Une autre caractéristique très passionnante du monde infernal (il en sera de même du purgationnel et du paradisiaque) selon Dante, est qu’il présente un paysage étonnant, émouvant dois-je dire, de notre culture, avec son fondement hébraïque, puis gréco-latin et chrétien, une sorte de syncrétisme qui réunit dans les cercles infernaux, mais tout autant au-dessus et à distance de ceux-ci, les personnages de la mythologie, de l’histoire ancienne et actuelle, et ceux de la mémoire amoureuse, douloureuse (puis quelque peu oublieuse, notons-le) du poète, en la personne de Béatrice, qui mourut trop tôt pour perdre son aura aux yeux du poète. La pure figure féminine erre en sa personne sur ces Enfers, sublime consolatrice.

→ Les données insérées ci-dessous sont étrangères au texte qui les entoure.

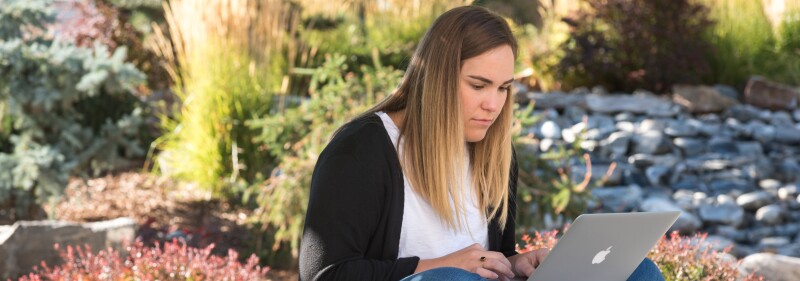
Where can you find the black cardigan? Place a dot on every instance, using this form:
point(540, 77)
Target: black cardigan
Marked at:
point(355, 210)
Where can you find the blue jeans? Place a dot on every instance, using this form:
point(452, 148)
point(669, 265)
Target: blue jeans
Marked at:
point(647, 271)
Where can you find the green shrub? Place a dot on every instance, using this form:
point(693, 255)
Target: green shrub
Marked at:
point(678, 257)
point(630, 44)
point(46, 92)
point(225, 74)
point(298, 134)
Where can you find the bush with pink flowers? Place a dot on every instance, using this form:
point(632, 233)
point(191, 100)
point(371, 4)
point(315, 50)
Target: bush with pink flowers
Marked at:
point(172, 261)
point(678, 257)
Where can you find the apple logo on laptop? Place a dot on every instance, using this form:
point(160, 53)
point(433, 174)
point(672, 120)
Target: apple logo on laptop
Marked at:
point(601, 256)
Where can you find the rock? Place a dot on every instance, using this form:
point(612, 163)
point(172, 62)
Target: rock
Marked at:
point(770, 214)
point(773, 243)
point(725, 186)
point(619, 199)
point(728, 214)
point(788, 192)
point(690, 146)
point(651, 142)
point(722, 146)
point(599, 171)
point(650, 105)
point(772, 267)
point(701, 99)
point(789, 135)
point(616, 145)
point(782, 119)
point(770, 95)
point(744, 113)
point(28, 243)
point(732, 233)
point(751, 149)
point(769, 184)
point(554, 100)
point(754, 200)
point(550, 130)
point(727, 91)
point(657, 174)
point(685, 223)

D’autres encore, tel Brunetto Latini qui fut le maître de grammaire du poète en son jeune âge, et peut-être le lointain et premier inspirateur de sa Comédie. C’est ainsi que dans un même chant on verra rapprochés Minos, Cléopâtre, Achille, Pâris et Tristan… et encore, la chose est ici « naturelle », Phlégyas, lui aussi nautonier sur le Styx, plus loin les Érinyes, la Gorgone, Cerbère, sans parler des Guelfes et des Gibelins dont les combats et les intolérances eussent pu venir à bout de Dante… Quelques pages du Chant IV sont stupéfiantes, qui rassemblent nos premiers parents, Abel et Noé, Moïse, David, Rachel, et plus avant Horace, Ovide et Lucien, puis Électre, Hector, Énée, César, Camille, Penthésilée, le roi Latinus et sa fille Lavinie, Lucrèce… Saladin, Socrate et Platon, Démocrite, Diogène, Thalès, Anaxagore, Empédocle, Héraclite et Zénon… Dioscoride, Orphée, Tullius, Sénèque, Hippocrate, Avicène et Galien, Averroès. Quelle liste ou énumération put un jour se charger d’autant de sens ? Cette liste non seulement nous décrit, mais nous crée en quelque sorte. Ce sont-là, les non-baptisés, ceux qui appartiennent aux Limbes donc :

 

« … puis ce fut un pré de fraîche verdure.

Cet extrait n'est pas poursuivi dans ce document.